I think everyone has their own professional bias -- at some point you start noticing details others don't. For me, it's movement. How a person moves.
Yesterday I watched a casual basketball game. Not professionals, not even amateurs -- just people having fun. I used to love basketball as a kid: we played all the time, collected team stickers, shiny Michael Jordan cards... good times :)
The stance and body position
The first thing I noticed was the stance and body position.
Straight legs, the ball bouncing near someone's ears... the whole game happening on a "high level." In this position the ball is easy to steal, there are almost no explosive moves, no quick changes of direction. It works when you feel safe and just look around.

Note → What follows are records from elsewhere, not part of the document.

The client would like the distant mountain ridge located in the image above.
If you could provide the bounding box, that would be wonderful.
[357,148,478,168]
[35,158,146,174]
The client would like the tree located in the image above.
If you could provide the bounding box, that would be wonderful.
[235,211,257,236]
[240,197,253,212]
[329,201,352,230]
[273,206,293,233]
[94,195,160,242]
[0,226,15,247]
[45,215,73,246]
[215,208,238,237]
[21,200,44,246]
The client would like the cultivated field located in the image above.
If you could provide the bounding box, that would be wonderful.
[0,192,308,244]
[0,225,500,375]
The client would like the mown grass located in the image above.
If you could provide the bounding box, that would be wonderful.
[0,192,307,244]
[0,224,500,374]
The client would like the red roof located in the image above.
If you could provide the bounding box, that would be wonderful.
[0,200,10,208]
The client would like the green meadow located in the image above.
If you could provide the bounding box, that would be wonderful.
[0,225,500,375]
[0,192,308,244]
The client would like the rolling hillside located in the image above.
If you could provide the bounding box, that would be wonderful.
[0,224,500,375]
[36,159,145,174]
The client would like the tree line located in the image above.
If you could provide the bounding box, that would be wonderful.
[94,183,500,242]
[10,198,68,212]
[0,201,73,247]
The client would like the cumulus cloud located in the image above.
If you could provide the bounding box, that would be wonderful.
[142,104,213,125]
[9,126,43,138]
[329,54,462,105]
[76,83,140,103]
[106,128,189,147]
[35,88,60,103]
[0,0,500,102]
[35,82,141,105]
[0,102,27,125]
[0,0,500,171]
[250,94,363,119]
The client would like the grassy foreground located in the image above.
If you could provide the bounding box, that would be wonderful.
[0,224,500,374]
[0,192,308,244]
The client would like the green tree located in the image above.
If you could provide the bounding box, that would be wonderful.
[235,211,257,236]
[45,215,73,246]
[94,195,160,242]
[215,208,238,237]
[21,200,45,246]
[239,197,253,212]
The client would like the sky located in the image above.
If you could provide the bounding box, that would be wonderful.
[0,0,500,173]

But once you go on the attack -- that luxury disappears. You shift to the "low level": knees bent, center of gravity lower, torso flexible. You compress the spring, ready to explode. You become faster, more stable, and reactive in any direction.
How does this connect to climbing?
One of the most common mistakes in climbing is trying to play on the "high level" all the time: pulling yourself up with your arms, straightening your legs, desperately reaching for the next hold...
But the spring is already stretched. There's nothing left to push you. You end up pulling, burning tons of energy, and the movement becomes heavy.
Good footwork is the ability to compress and release the spring at the right moment. That's what it means to play on the "low level."
- Precise foot placement
- Shifting your center of gravity
- Pushing in the right direction
Your legs are the foundation.
The better you control your center, the less energy you waste -- and the more powerful your climbing feels.
So... how well do you play on the "low level"?